ARTICLE 14 : DENONCIATION DE L’ACCORD

Le présent accord pourra être dénoncé à tout moment par l'une ou l'autre des parties signataires.

La dénonciation devra être notifiée par lettre recommandée avec demande d’avis de réception, adressée par l'auteur de la dénonciation dans le respect d’un préavis minimum de trois mois.

Cette dénonciation pourra intervenir notamment en raison d’une modification substantielle ou abrogation des dispositions législatives, règlementaires ou conventionnelles ayant présidé à la conclusion et à la mise en œuvre du présent accord, notamment si une telle modification est susceptible de modifier l'équilibre du système d'organisation du temps de travail mis en place.

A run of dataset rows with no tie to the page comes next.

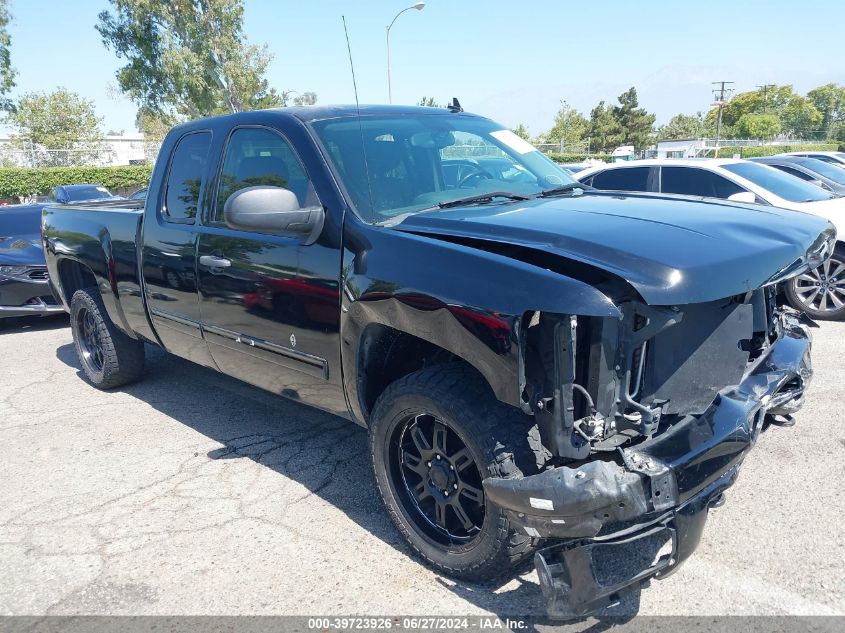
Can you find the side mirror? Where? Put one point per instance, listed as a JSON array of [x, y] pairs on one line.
[[266, 209], [743, 196]]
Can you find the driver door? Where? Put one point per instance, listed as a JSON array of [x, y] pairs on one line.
[[270, 308]]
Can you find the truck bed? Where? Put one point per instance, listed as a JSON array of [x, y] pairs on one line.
[[101, 237]]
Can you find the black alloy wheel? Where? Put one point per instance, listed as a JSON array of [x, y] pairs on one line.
[[90, 343], [821, 292], [442, 482], [435, 435]]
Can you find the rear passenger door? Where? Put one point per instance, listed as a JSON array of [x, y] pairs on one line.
[[270, 304], [624, 179], [169, 251], [694, 181]]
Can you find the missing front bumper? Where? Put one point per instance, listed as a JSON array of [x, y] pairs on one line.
[[662, 486]]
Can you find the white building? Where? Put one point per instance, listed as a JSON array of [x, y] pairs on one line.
[[124, 149]]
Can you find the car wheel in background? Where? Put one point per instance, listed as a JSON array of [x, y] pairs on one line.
[[820, 293], [109, 357]]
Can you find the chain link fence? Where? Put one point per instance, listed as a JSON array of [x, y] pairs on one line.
[[104, 154]]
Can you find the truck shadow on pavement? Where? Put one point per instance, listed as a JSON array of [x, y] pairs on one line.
[[325, 454], [15, 325]]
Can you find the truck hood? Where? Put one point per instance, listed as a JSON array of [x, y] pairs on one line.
[[671, 250], [21, 250], [833, 210]]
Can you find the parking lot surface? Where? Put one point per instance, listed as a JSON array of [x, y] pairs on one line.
[[193, 493]]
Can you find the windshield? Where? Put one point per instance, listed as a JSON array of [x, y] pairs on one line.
[[836, 174], [416, 162], [779, 183], [93, 192]]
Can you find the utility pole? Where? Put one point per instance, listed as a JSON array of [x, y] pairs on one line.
[[765, 90], [721, 95]]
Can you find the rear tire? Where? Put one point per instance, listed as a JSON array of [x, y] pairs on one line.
[[447, 416], [820, 293], [109, 358]]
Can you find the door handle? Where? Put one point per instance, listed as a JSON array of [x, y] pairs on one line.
[[212, 261]]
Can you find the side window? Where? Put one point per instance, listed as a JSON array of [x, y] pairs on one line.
[[793, 172], [623, 179], [187, 177], [691, 181], [258, 156]]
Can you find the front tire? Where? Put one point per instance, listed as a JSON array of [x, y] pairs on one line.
[[820, 292], [434, 436], [109, 358]]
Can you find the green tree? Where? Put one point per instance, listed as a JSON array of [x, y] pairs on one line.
[[760, 126], [155, 125], [570, 127], [829, 100], [797, 115], [7, 73], [685, 126], [429, 102], [306, 98], [58, 120], [800, 118], [187, 58], [604, 132], [636, 124], [522, 132], [837, 132]]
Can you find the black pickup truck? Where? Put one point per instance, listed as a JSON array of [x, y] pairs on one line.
[[544, 370]]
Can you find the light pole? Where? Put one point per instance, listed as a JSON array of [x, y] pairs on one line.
[[419, 6]]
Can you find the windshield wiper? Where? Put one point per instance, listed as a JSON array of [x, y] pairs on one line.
[[572, 186], [481, 197], [467, 200]]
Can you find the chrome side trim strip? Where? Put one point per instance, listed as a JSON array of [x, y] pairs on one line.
[[287, 352], [169, 316]]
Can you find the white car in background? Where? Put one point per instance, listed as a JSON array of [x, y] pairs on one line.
[[836, 158], [820, 293]]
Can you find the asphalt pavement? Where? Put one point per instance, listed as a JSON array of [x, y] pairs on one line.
[[192, 493]]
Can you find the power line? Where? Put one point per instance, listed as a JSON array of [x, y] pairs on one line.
[[765, 90], [720, 95]]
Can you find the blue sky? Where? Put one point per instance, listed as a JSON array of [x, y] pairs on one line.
[[511, 61]]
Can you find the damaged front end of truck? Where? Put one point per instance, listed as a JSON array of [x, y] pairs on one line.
[[645, 421]]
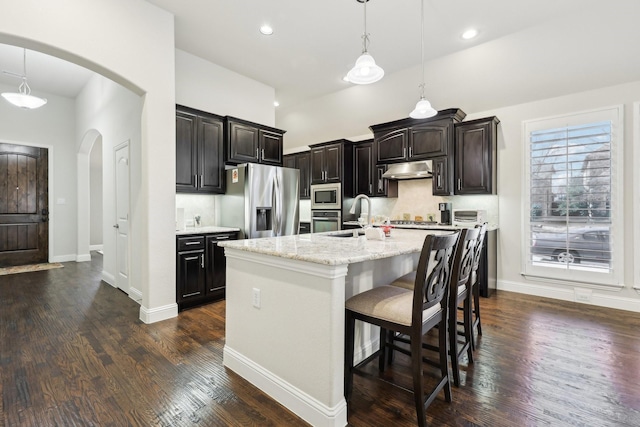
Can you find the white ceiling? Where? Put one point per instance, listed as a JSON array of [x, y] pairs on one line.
[[314, 43]]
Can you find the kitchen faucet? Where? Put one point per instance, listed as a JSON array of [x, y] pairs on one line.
[[353, 206]]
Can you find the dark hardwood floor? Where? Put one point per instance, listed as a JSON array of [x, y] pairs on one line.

ARTICLE 15 : REVISION DE L’ACCORD

Toute modification du présent accord jugée nécessaire devra recueillir l’accord des parties signataires et donnera lieu à l’établissement d’un avenant au présent accord.

Cet avenant modificatif des modifications donnera lieu aux mêmes formalités de publicité et de dépôt que celles donnant lieu à la signature du présent accord.

ARTICLE 16 : PUBLICITE ET DEPOT DE L’ACCORD

Le présent accord est déposé au greffe du Conseil de Prud’hommes de Paris.

Il est également déposé à la DIRECCTE du lieu de sa conclusion en 2 exemplaires :

  • Un original papier signé envoyé par courrier,

  • Une copie électronique en format traitement de texte

Le dépôt de l’accord est accompagné des pièces suivantes :

  • Un bordereau de dépôt complété,

  • Une liste, en trois exemplaires, des établissements de la Société (siège social et établissements secondaires) avec leurs adresses respectives,

  • Une copie du procès-verbal des résultats du premier tour des dernières élections professionnelles.

Le présent accord est affiché dans les locaux de la Société.

Un exemplaire est tenu à la disposition des salariés.